I rest against his chest, fingers sketching thoughtless patterns over his shoulders while his hands soothe down my spine. For one aching heartbeat, I let myself believe this could last. That this softness could be mine.
But I know better.
Eventually, I peel myself away, legs unsteady as I stand, adjusting my clothes with shaking hands. Cassiel doesn’t speak. He only watches, his silence heavy, his eyes following me as I take a final look around the room that raised me.
The end of something I can never reclaim.
I swallow the lump in my throat and step into the hallway. Cassiel follows, like a silent shadow at my back.
I hug my parents one last time, burning the warmth of them into my memory, the shape of their arms, the sound of their breath. I hold on too long, because I know this is the last time.
Then I walk out into the night. The air is cool and sharp, stinging my skin. I don’t look back.
I wait.
Minutes drag, heavy as centuries, before Cassiel emerges. His presence feels different now—weighted, darkened. I don’t need to ask. I already know.
He doesn’t speak. He only pulls me against his chest, holding me as if he can shield me from the choice he just made for me, for them.
And when the air splits and shadows fold us away, I hear it—the faint, final sound of glass shattering.
And I know.
Not again.
FIFTY
The moment we step through the portal I know something is wrong. Lillien is still in my arms, warm and solid and real—her scent, dark sugar and heat, clinging to my skin. For an instant that small certitude steadies me. Then my boots hit the apartment floor and the air rips open.
Glass crunches underfoot, a thousand tiny screams of light. The coppery tang of blood licks at my throat. The apartment is a ruin: furniture splintered into raw shapes, the drywall blackened where scorch marks climb like veins, shards of window glass glittering cruel as ice. Scattered in the wreckage are other shapes—too many: at least ten of Zepharion’s guards. Silent, patient, their armor eating the light.
One of them moves like an animal. He lunges. I do not think. I move. I shove Lillien behind me with one arm and let instinct take the rest. My wings flare out as if they have their own will, blackened feathers edged in holy fire, a remnant of the thing I was before. They haven’t seen me like this. Never like this.
He never lands a hit. My fist finds a hollow in his chest and sends him through what’s left of a coffee table. He does not get up.
But the others are on us. Bastion becomes a storm, ripping and throwing, a blur of brutal force. Deimos is silk and shadow, a blade of motion that opens skin and bleeds red mist into the air.
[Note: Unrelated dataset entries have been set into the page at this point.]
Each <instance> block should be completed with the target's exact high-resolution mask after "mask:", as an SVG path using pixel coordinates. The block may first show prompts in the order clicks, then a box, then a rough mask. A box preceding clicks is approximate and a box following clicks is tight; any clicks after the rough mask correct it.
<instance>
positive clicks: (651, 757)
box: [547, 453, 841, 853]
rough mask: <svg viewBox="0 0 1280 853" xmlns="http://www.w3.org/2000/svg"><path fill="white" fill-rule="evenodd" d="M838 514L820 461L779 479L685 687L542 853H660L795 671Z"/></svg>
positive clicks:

The room becomes a war hymn.
And me—something that has been sleeping in the hollow of my chest claws awake. The pain of what I almost did, the memory of offering her up like an object—those times when I chose what reason told me to choose. The shame and the guilt and the memory of her face at that moment snap like a wire.
No more holding back. No more pretending.
I let go.
Fire answers me. Not the lazy, corrosive fire of sinners, but a white-hot flame that feels like memory and bone and the old brutality of Heaven. It roars up from my palms as if the world had been waiting for permission to burn. This is not Hell’s flame. This is mine—holy and cursed and precise. The nearest demon goes to ash before he can scream. The rest turn, too late, as light spills from me and eats the room.
I do not stop. The blaze devours flesh, armor, the smell of iron and the soft pop of things breaking down into nothing. It is violent and clean and it strips the place until silence falls.
When the light collapses back into shadow, the apartment is a graveyard of blackened bones. I stand in the center, breathing too fast. My hands still glow as heat rises off my skin in visible waves. My chest is a drum. My heart is a war.
“Cassiel.” Lillien’s voice cuts through the stillness—soft, steady, and it feels like a tether.
I turn slowly. She is staring at me. Not with fear. Not with horror. With something else. Awe, maybe, or the fierce thrill of witnessing power. Her face is honest in a way I am not.
Deimos and Bastion stand behind her, blood and bruises on them but alive. They trade a look that resembles respect.
Deimos moves first. He steps forward, breath ragged, then grips the back of my neck and pulls me into a hard, unbearably human embrace. “About fucking time,” he mutters into my shoulder, the words an odd blessing, then breaks away with a crooked grin and goes to Lillien.
She has not taken her eyes off me. “That,” she breathes, “was so fucking hot.”